CQC accused of 'cover up', ban considered on face-down restraint, and traffic light food labeling receives a boost
The CQC comes under fire in all the newspapers today, as the regulator is accused of covering up an internal review that looked at failures in its inspection of a hospital trust where 16 babies and two mothers died because of poor care. It is alleged that CQC officials deleted a dossier showing failings in their inspection of Morecambe Bay hospitals to protect the commission’s reputation.
CQC inspectors had previously passed the trust as ‘safe’ in 2010 despite the fact that multiple concerns were raised. The trust now faces at least 30 civil negligence claims and will be subject to a public independent inquiry.

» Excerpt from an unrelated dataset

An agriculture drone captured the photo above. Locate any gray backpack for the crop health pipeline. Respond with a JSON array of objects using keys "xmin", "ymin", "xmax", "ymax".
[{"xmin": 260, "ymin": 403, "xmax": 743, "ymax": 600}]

The Government are considering banning the use of face-down restraint on mental health patients in England after it emerged that several trusts are employing the procedure two or three times a day, the Telegraph reports. The mental health charity Mind warns that the technique is dangerous and traumatic for patients.
However, figures obtained under the Freedom of Information Act by the charity revealed that Northumberland, Tyne and Wear NHS Foundation Trust recorded 923 incidents of face-down restraint and Southern Health NHS Foundation trust recorded 810 in 2011/12, the equivalent of two or three times a day.
Health minister Norman Lamb said he was ‘very interested’ in banning face down restraint.
The Guardian brings us the news that all the main supermarket chains and some of the biggest snack producers, such as PepsiCo and Nestle, have agreed to a front-of-pack traffic light-coded food label system to help consumers make healthy choices.
Foods will be labelled green, amber or red to indicate how much fat, salt and sugar an item contains and guideline daily amounts (GDAs) will be displayed on packages in a bid to improve health and stem the obesity crisis in the UK.
The consumer group Which? called the news a ‘big step forward’ but shadow public health minister Diane Abbot called on other companies who have refused to display the labels on their food to be ‘named and shamed’.